Some have said skeletons were those of the Indian ancient army returning across the mountains from battle.

Others have suggested an epidemic was responsible for the dead.

An intense hail storm has also blamed. A popular local folk song tells the story of a disrespectful group of pilgrims traveling to the nearby Hindu shrine of the mountains of Goddess Nanda Devi incensed by their behavior, the goddess is said to have hurled balls “as hard as iron”  at the deviants.

Some of the bones have a sign of trauma consistent with hit by a round object.

No weapons were found, but bits of religious jewelry and clothing was.

The skeletons were a mix of men women and children of good health. This is an indicator they were not target by epidemic or warfare.

Thus researchers concluded that the dead were probably plagiarism of South Asia origin that died in the ninth century.

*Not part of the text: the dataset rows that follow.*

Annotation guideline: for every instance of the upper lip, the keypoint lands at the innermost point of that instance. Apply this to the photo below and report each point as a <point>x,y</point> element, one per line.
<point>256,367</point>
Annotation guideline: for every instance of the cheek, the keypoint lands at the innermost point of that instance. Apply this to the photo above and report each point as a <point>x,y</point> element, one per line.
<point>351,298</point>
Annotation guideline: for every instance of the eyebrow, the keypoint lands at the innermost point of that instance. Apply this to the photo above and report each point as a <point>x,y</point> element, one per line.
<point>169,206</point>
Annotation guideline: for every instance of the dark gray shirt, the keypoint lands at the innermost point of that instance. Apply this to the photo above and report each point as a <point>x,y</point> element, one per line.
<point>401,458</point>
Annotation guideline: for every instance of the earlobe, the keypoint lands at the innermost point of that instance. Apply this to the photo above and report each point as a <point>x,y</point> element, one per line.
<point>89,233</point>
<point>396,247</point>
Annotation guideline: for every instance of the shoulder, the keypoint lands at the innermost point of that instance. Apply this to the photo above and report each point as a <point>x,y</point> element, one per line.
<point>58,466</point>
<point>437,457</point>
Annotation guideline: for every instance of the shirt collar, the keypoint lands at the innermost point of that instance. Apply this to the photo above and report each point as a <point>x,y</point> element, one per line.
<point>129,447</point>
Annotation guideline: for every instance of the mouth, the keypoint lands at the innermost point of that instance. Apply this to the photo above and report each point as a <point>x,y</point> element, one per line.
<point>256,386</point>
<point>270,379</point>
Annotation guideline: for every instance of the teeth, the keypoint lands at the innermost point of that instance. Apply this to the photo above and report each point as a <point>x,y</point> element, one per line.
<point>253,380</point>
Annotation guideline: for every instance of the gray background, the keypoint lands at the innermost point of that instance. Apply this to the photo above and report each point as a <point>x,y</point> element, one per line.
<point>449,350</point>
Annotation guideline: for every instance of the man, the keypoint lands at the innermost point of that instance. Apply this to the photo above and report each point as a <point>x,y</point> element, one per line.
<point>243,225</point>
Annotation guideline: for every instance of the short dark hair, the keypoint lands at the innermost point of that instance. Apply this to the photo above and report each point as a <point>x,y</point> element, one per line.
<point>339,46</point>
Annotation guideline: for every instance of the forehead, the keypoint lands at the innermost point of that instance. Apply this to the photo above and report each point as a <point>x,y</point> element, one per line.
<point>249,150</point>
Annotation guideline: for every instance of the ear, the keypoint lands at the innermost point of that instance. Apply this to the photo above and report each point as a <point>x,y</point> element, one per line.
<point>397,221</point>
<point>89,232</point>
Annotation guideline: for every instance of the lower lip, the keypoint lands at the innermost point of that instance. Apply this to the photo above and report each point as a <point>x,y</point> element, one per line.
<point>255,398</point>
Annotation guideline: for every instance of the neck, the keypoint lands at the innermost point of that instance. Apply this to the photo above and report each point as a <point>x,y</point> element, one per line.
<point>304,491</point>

However, a recent DNA sample of 38 skeletons showed they came from three genetically distinct groups, 23 had ancestry related to people from present-day India.

One had South East Asian ancestry. And most shockingly, 14 had eastern Mediterranean origins.

This could be explained by the existence of the Graeco- Indo kingdom in the era between the first and centuries B.C.

However, carbon dating conclude that none of the bones are from this period. The data and timings of all groups varied.

It is possible that the lake was a makeshift graveyard which would explain the diversity of bones. Ultimately there is still no conclusive evidence explaining how the skeleton of Roopkund came to be.

Every year, with the arrival of spring the frozen lake melts again revealing the bones but no their origin.

Now the mystery of skeleton lake prevails.